Human intestinal angiotensin-converting enzyme (ACE) exists in the brush-border membrane as a monomeric protein of apparent molecular mass 184 kDa. It is associated with the membrane via a hydrophobic segment and has a transmembrane orientation [Naim (1992) Biochem. J. 286, 451-457]. In addition to the membrane-bound form (ACEm), hydrophilic forms of ACE (ACEsec) can be identified in biosynthetically labelled intestinal cells. Thus the culture medium of biosynthetically labelled human biopsy samples contains an ACE molecule which has an apparent molecular mass similar to that of its membrane-bound counterpart. The secreted ACEsec forms follow a precursor/product relationship with the mature ACE molecule. The effect of the monomeric structure of ACE in its intracellular transport and secretion was investigated by pulse-chase experiments on human biopsy samples labelled with [35S]methionine. The results reveal 2-3-fold slower transport of ACE from the endoplasmic reticulum (ER) to the Golgi as compared with the homodimeric proteins dipeptidylpeptidase IV and aminopeptidase N. Further, the transport kinetics of ACE are comparable with those of human sucrase-isomaltase and human maltase-glucoamylase, two brush-border disaccharidases that do not form homodimers in the ER of human small-intestinal cells.

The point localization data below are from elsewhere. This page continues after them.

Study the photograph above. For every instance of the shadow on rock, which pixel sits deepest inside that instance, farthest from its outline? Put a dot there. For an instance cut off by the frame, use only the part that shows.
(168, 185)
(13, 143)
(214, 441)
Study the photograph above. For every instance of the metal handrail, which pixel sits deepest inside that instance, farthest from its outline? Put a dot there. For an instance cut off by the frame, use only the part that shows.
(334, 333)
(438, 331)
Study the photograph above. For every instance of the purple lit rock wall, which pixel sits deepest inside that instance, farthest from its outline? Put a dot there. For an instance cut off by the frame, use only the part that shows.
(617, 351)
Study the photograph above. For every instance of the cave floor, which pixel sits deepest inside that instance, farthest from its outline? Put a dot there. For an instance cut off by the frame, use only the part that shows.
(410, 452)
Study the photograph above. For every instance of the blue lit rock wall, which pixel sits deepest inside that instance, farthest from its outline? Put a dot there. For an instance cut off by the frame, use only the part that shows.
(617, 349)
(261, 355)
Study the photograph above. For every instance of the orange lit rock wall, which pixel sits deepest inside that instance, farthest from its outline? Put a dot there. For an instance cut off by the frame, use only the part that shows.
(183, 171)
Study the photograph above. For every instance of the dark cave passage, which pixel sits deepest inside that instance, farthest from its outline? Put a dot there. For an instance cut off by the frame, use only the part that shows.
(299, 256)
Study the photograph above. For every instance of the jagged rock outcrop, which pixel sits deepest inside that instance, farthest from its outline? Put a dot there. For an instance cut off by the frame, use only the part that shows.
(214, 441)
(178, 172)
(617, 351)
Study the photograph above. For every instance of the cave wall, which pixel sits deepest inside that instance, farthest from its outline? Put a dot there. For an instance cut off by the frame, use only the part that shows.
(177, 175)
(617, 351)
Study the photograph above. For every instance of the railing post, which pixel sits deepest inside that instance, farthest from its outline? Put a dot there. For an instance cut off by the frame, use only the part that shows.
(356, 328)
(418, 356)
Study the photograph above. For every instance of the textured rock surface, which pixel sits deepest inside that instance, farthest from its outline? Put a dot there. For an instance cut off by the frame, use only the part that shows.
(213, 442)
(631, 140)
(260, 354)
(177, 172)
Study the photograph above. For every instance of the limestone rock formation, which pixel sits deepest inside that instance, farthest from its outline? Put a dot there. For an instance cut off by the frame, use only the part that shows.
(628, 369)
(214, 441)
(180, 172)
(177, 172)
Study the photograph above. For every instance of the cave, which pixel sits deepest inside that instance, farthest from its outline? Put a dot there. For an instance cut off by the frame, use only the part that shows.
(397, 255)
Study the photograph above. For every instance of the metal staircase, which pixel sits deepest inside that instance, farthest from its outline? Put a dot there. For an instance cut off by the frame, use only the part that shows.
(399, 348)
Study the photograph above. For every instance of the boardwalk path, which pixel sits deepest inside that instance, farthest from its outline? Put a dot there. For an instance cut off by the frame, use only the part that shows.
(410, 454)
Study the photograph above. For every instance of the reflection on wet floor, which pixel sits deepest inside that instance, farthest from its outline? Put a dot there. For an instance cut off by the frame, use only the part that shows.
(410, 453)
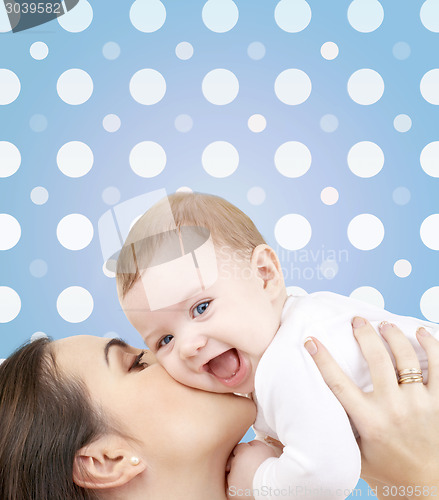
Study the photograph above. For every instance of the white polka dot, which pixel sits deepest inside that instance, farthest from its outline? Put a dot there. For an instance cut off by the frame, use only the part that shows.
(75, 86)
(77, 19)
(402, 268)
(111, 335)
(401, 50)
(365, 15)
(429, 15)
(257, 123)
(220, 15)
(220, 86)
(256, 195)
(365, 232)
(10, 231)
(75, 304)
(429, 302)
(293, 231)
(111, 123)
(329, 196)
(38, 123)
(184, 51)
(329, 269)
(147, 159)
(368, 294)
(38, 268)
(111, 51)
(292, 86)
(38, 335)
(10, 159)
(256, 51)
(10, 304)
(184, 189)
(430, 232)
(329, 123)
(329, 50)
(292, 159)
(39, 51)
(39, 195)
(148, 15)
(9, 86)
(147, 86)
(402, 123)
(75, 159)
(292, 16)
(111, 195)
(220, 159)
(365, 159)
(296, 291)
(430, 86)
(109, 268)
(184, 123)
(430, 159)
(365, 86)
(74, 232)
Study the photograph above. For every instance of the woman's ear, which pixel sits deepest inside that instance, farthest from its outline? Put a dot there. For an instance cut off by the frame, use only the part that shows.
(108, 462)
(267, 267)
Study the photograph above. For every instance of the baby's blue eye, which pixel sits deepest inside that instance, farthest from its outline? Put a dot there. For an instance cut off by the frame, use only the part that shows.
(200, 309)
(165, 340)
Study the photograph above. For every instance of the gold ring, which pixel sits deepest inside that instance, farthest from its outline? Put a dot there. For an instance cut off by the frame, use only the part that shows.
(411, 379)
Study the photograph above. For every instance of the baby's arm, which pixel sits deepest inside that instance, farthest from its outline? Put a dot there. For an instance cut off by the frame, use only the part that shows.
(245, 460)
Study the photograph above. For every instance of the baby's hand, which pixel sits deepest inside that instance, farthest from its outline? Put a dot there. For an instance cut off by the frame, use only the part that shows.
(244, 461)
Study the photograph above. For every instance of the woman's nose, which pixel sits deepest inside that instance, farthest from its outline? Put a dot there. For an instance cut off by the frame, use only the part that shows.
(191, 346)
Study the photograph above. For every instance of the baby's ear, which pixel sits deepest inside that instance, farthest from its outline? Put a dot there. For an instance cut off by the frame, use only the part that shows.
(108, 462)
(267, 267)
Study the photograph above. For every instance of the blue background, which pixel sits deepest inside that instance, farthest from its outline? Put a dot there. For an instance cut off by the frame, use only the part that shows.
(111, 94)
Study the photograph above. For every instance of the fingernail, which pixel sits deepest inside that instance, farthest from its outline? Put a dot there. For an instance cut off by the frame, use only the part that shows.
(310, 346)
(384, 325)
(358, 322)
(423, 332)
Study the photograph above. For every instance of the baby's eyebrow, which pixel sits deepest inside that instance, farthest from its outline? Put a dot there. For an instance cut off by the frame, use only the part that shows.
(113, 342)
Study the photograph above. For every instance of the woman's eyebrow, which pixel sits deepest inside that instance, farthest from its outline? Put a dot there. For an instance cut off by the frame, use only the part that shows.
(113, 342)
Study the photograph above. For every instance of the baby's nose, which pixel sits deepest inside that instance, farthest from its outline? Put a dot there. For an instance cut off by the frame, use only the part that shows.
(191, 346)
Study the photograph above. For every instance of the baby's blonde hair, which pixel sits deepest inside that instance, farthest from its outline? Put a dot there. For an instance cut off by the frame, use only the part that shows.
(228, 226)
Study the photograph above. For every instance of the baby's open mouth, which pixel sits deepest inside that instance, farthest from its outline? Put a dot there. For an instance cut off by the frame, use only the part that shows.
(229, 368)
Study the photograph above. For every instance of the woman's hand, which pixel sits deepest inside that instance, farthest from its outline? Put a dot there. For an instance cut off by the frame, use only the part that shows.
(398, 423)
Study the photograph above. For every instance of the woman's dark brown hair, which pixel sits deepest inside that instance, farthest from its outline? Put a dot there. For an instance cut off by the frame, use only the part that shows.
(44, 420)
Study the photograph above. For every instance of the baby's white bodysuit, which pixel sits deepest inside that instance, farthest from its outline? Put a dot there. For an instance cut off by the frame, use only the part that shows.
(321, 459)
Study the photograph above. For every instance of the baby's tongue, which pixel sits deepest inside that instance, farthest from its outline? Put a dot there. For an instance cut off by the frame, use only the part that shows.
(225, 365)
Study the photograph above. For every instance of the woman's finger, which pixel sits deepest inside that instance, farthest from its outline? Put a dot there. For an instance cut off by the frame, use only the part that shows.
(380, 364)
(403, 352)
(431, 347)
(349, 395)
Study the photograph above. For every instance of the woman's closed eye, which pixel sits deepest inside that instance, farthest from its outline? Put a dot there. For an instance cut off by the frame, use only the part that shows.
(200, 308)
(138, 364)
(164, 341)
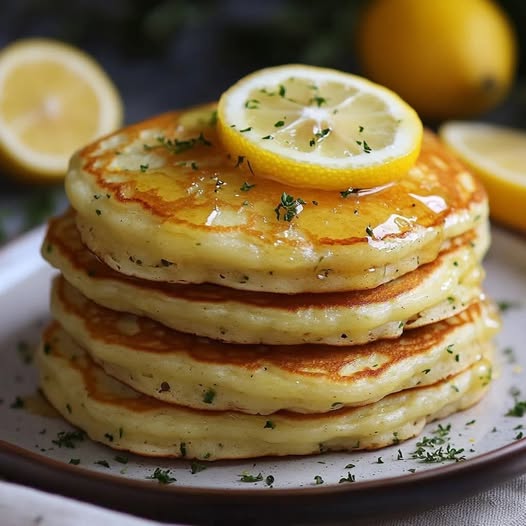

These findings strongly suggest that homodimerization of brush-border proteins may influence the rate of transport of these proteins from the ER to the Golgi. The effect of glycosylation on the transport and secretion of ACE was investigated by utilizing several inhibitors of glycan processing. Here, secretion of ACE molecules continued to take place, albeit to a considerably lesser extent. In fact, approx. 2-fold less ACE molecules were secreted in the presence of inhibitors of ER glucosidases I and II and cis-Golgi mannosidase-I, suggesting that carbohydrate processing is important in the attainment of a transport-competent conformation.